誰かから無償の愛を一心に受けるようなお姫様には最初からなれないし、愛を知らないオレ達が誰かを愛することも救ってあげることも出来ないだろう。そんなことはわかってる。
だからせめて、一緒に人生を歩む人くらい自分の手で選びたかった。
お伽噺の12時に終わる舞踏会のような、ひどく愚かででも少し愛おしいあの時間を、思い出だとは言いたくなかった。
___
 AM6:29 目覚まし時計が鳴り始める直前のカチッというスイッチの入る音でケイトは起きる。けたましくなるそれを慣れた手つきで止めると、うんっと背伸びをした。遮光カーテン時の隙間から差し込んでくる朝日は本格的に春の訪れを感じさせる。
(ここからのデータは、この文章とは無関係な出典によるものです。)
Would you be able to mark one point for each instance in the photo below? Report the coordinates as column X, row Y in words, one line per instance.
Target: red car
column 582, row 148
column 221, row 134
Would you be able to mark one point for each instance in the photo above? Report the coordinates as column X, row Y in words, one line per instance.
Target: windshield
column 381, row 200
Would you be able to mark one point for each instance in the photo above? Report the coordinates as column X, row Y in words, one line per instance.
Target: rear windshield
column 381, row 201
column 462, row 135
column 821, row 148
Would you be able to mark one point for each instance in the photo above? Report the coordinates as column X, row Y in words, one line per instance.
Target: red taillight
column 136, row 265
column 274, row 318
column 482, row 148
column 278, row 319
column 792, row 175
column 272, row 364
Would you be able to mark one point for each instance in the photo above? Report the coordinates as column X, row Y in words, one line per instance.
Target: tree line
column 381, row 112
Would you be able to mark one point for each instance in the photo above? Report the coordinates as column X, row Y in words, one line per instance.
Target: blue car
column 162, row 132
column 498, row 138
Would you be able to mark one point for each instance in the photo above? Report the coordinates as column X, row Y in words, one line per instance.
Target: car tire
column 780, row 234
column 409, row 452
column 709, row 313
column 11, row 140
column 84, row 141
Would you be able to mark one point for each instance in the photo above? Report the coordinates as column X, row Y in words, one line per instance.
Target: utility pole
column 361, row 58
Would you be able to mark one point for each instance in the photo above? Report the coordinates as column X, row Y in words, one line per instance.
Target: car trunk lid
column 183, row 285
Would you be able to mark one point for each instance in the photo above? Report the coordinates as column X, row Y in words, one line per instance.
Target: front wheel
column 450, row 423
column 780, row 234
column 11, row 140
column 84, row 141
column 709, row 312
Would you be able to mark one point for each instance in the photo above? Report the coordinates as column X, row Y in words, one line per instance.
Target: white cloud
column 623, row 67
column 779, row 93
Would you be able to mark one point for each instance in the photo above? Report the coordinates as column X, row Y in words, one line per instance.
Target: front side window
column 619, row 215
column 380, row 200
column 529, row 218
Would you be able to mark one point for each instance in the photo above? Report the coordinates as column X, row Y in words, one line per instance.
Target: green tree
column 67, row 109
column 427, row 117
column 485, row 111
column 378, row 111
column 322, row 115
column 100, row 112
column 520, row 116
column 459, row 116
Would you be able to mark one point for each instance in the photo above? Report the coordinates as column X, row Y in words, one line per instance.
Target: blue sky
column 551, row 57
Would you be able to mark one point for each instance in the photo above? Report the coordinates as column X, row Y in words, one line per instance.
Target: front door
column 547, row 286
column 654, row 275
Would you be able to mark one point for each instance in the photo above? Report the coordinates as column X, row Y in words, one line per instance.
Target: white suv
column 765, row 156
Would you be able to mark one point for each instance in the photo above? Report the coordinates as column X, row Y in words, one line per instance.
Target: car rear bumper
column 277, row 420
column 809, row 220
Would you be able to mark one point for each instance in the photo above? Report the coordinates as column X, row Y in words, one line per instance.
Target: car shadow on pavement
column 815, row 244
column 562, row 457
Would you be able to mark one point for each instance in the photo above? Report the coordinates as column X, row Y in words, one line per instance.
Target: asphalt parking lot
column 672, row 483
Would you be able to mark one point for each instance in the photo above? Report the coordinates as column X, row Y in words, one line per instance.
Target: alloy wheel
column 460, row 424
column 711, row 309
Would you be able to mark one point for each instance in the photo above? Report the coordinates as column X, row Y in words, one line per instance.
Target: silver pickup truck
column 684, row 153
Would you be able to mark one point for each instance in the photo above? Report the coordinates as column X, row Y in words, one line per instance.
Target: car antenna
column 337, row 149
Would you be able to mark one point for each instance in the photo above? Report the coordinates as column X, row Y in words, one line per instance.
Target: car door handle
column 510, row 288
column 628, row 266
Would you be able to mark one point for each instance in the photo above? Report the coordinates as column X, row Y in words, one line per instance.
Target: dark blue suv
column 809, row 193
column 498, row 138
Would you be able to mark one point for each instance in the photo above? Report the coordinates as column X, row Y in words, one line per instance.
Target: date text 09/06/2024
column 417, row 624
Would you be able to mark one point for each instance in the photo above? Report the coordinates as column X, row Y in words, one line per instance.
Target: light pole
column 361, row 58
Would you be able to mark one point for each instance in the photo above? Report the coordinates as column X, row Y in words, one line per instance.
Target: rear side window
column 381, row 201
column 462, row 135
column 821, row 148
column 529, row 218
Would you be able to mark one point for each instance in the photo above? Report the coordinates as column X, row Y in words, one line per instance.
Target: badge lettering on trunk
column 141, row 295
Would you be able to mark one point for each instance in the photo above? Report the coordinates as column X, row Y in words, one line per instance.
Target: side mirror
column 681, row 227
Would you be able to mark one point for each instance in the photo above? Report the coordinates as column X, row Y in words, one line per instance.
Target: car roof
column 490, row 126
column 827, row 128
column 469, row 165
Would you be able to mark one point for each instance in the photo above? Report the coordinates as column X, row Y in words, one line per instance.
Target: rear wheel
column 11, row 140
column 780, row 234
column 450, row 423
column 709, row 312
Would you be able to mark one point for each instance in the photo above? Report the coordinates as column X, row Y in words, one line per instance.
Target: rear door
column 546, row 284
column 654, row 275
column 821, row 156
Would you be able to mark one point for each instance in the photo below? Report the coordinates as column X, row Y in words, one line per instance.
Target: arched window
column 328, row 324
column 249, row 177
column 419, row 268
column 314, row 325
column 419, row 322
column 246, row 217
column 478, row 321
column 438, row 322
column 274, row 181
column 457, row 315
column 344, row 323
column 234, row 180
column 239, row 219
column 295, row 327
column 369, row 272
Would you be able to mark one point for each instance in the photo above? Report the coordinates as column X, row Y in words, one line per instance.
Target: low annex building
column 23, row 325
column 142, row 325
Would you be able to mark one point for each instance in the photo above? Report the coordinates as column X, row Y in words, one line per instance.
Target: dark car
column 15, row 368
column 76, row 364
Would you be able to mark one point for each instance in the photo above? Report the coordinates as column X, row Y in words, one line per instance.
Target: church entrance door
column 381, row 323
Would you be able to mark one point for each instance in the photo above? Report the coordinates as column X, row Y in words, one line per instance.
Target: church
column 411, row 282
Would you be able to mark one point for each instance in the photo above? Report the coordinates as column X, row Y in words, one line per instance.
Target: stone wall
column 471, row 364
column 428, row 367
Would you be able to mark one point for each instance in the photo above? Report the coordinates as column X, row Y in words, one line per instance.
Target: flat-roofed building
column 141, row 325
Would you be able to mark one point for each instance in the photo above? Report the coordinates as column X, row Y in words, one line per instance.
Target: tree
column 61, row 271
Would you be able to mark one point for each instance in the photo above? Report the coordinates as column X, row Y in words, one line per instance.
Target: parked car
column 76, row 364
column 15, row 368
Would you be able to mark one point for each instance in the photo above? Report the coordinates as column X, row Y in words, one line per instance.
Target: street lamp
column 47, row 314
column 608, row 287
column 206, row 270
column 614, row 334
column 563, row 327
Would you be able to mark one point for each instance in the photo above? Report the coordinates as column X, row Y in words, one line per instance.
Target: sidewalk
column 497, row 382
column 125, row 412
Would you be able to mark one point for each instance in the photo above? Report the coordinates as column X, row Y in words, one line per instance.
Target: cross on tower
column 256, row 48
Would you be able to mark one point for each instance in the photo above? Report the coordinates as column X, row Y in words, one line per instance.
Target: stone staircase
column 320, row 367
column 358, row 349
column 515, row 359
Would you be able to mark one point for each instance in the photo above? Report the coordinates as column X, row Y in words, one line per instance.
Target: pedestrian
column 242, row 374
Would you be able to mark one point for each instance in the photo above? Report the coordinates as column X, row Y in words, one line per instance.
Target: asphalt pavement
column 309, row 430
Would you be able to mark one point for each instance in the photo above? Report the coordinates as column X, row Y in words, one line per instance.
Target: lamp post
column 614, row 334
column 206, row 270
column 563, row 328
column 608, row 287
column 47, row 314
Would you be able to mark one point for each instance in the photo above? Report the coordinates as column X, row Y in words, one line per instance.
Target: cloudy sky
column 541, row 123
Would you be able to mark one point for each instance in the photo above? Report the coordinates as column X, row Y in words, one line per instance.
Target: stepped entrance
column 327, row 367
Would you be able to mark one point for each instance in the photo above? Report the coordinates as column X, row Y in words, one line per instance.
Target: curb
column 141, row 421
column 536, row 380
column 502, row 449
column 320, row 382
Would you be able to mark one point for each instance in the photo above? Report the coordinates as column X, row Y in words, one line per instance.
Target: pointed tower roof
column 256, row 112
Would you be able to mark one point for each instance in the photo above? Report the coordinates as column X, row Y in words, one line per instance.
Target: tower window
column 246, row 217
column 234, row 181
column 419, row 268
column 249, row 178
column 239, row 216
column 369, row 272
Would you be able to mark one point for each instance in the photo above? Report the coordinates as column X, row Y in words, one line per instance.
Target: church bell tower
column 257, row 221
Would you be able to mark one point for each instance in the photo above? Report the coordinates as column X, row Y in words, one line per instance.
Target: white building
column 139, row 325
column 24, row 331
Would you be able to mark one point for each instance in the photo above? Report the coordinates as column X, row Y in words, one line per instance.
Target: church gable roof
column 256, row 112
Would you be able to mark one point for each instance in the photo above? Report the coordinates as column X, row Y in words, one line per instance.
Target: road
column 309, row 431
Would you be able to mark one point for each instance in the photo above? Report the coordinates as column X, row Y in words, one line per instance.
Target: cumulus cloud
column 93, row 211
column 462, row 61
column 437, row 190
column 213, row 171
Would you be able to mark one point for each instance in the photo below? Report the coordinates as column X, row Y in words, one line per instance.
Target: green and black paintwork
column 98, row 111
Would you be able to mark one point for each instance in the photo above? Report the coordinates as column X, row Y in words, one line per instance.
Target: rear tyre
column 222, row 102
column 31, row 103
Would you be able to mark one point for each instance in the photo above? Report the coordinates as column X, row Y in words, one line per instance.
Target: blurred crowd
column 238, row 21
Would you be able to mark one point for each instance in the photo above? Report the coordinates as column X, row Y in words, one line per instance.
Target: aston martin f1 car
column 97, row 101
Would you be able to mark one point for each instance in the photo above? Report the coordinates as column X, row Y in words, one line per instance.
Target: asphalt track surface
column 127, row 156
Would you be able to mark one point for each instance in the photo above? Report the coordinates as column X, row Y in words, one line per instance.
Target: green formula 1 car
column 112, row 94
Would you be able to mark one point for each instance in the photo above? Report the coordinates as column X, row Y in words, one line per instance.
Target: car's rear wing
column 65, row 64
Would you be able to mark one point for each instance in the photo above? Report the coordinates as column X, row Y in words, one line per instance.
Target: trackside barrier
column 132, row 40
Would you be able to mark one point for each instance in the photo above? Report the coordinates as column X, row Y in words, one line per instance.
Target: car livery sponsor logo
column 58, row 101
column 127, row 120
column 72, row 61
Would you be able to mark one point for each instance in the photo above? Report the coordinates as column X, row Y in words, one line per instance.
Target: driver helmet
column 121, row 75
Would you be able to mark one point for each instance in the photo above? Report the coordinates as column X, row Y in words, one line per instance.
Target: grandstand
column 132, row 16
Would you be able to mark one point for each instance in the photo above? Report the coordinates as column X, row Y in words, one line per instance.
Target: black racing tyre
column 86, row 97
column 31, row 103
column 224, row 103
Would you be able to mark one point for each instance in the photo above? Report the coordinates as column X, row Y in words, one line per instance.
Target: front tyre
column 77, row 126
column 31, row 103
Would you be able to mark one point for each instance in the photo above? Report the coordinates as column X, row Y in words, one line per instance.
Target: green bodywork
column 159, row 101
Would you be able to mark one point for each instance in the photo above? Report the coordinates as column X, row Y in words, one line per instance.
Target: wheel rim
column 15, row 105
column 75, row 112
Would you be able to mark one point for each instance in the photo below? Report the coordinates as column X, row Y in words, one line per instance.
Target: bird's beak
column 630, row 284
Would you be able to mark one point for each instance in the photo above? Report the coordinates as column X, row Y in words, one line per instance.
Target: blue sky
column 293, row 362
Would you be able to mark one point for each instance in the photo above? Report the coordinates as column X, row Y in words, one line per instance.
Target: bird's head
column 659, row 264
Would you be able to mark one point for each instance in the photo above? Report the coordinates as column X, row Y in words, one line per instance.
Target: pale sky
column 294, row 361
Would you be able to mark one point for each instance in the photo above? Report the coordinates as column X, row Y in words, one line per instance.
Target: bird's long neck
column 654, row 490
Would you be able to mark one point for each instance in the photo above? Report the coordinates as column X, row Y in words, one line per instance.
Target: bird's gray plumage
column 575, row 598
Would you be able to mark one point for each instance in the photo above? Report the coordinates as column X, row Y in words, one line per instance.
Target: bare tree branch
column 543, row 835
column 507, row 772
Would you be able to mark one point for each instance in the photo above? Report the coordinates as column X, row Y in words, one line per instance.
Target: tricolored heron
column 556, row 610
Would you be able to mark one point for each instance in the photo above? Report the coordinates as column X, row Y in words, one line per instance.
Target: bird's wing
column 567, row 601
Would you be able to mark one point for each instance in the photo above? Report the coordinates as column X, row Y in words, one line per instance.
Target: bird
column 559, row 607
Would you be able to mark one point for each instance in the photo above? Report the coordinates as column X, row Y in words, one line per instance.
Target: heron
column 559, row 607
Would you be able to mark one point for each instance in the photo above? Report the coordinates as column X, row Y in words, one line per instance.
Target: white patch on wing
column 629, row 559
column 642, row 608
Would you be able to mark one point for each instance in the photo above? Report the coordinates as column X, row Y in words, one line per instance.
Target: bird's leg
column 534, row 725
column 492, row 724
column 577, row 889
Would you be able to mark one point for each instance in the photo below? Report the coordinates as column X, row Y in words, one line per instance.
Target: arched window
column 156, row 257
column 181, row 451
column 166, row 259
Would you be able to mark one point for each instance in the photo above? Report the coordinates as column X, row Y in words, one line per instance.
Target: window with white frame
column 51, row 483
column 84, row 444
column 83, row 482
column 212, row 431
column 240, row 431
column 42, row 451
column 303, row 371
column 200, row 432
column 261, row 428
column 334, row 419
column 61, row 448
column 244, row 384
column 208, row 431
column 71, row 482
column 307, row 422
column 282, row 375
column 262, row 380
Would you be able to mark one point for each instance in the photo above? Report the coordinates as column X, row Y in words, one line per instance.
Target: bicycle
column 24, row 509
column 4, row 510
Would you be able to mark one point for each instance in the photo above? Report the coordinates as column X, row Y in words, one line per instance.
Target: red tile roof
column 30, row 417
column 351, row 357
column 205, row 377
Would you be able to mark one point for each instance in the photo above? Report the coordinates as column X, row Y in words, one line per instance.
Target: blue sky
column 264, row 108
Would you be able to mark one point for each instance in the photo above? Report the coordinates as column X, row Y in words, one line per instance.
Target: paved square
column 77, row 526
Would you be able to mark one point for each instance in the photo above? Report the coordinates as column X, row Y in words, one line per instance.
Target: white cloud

 キッチンに入り目分量で大体一人分の水を電子ケトルに入れると、ケイトは顔を洗うためにバスルームへと向かった。洗面台の前に立って前髪をピンで止める。少し考えてから蛇口を右に捻った。まだ水で顔を洗うのには寒すぎる。脇の引き出しを開けて新しいタオルを一枚引っ張り出して柔軟剤の微かな香りに顔をうずめた。
 湯が温まったことを伝える音を聞きながらキッチンへ向かう。マグカップにフィルターを重ねたドリッパーをのせた。店で出そうか迷っている豆をミルで挽くと上品で少し癖のある匂いがふんわりと香る。うん、ありかもしれない。そのままドリッパーに一杯分入れて湯を注ぐと鼻を掠める程度だった匂いがキッチン全体へと広がっていく。ケイトはこの時間が案外嫌いではなかった。
 そのままマグカップを片手に充電器に挿したままだったスマホのホーム画面を開いてソファへと沈んだ。
 今日なんか予定入ってたけ?あー確か都会の方から魔法医術師がくるとかって言ってたな。この町についに診療所ができて、オレと同年代だから仲良くしてあげてほしいって町長直々にお話をいただいた覚えがある。
 仲良くしろって結局、気にかけてこの町から出ていかないようにしろってことでしょ。そのくらいのオブラートじゃ包まない方がマシだろう。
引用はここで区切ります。